[ オピニオン ]
(2017/6/2 05:00)
日本が独自の衛星測位システムを確立するには、産業利用の拡大を急ぐ必要がある。
宇宙航空研究開発機構(JAXA)は1日朝、準天頂衛星「みちびき」2号機をH2Aロケットで打ち上げ、予定の軌道に乗せた。2010年の試験機に続くもの。年度内にあと2機を打ち上げ、ようやく産業利用に向けた動きがはじまる。
「みちびき」シリーズは米国の全地球測位システム(GPS)の日本版と呼ばれる。人工衛星が発信する電波を使い、地上の位置を把握するシステムだ。日本の真上(準天頂)に1日8時間程度とどまる軌道をとる。3機プラス予備機を併用し、常に上空にいるようにすればビルや山の陰になりにくい。

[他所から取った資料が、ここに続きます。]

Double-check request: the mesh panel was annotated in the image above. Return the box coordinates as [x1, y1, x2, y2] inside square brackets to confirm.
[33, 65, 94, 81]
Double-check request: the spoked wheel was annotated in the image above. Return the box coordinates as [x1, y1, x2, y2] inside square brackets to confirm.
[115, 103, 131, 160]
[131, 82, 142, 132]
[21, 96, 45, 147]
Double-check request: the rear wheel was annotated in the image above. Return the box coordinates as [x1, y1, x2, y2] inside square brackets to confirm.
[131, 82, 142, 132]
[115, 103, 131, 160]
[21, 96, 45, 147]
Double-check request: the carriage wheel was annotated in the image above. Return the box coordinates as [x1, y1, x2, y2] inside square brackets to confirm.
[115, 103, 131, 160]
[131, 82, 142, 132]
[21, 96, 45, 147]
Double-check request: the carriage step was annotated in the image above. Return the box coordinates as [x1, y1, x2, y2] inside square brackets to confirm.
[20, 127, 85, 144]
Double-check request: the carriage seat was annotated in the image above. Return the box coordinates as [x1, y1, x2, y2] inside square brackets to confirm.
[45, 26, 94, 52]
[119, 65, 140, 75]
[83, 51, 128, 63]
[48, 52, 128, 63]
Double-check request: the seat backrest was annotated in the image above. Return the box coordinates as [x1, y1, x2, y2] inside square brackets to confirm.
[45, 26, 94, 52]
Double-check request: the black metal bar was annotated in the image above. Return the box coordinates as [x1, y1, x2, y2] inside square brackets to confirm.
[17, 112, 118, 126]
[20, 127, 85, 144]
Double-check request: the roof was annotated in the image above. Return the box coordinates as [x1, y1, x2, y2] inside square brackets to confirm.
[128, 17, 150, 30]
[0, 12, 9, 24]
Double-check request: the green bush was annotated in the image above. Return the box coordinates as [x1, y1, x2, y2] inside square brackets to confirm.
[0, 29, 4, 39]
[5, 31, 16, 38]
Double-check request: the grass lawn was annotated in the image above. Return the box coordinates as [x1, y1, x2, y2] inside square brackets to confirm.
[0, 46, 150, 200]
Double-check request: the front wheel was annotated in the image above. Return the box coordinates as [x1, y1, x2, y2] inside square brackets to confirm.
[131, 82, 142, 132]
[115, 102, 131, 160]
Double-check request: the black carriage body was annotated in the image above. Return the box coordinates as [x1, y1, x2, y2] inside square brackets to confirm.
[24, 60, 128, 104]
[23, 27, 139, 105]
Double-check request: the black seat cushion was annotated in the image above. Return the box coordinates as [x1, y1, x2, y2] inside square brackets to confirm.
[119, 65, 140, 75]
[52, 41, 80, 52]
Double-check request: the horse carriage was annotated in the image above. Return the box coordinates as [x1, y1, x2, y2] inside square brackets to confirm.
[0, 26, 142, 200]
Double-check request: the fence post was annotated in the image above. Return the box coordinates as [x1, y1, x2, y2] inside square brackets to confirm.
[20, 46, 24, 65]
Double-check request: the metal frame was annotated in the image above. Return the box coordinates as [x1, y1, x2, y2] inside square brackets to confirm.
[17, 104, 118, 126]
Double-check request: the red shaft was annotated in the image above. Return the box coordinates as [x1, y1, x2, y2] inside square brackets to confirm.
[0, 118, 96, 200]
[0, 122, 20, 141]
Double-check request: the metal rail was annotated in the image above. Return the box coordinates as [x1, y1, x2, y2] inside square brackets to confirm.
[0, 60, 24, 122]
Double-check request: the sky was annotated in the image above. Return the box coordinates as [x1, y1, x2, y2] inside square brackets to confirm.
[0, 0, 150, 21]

このため当初は、GPSの補完を期待している。自動運転やスマートフォンなどの位置情報の正確性が増すことになる。将来は7機体制とし、日本上空を3機以上が周回することで、GPSに頼らずに地上の位置を決定できるようにする計画だ。
ただロケットを含めて1機300億円以上とされる「みちびき」を将来も継続的に打ち上げ、年2000億円前後の宇宙予算の相当部分を振り向けることには是非論がある。多少、不便であってもGPSですませていれば、ほとんどコストはかからないからだ。
それでも政府が準天頂衛星の導入を推進しているのは、安全保障上の理由が大きい。いまや自治体の土地台帳にまでGPSが使われる時代である。度量衡と並ぶ最も基本的な位置の情報を、他国のシステムに依存すべきでないという政府の強い意向が働いている。
自前でロケットと衛星を運用できる国は、世界にも数えるほどしかない。日本が独自のシステム構築を目指すのは当然だ。
産業界は、新たな衛星測位システムを、単なるGPSの補完に終わらせてはならない。より魅力的・効率的なサービスを生み出し、アジアやオセアニア諸国にも対象を広げていくことで、日本が独自システムを持つことの意義を明確にしたい。3号機以降の成功を祈念する。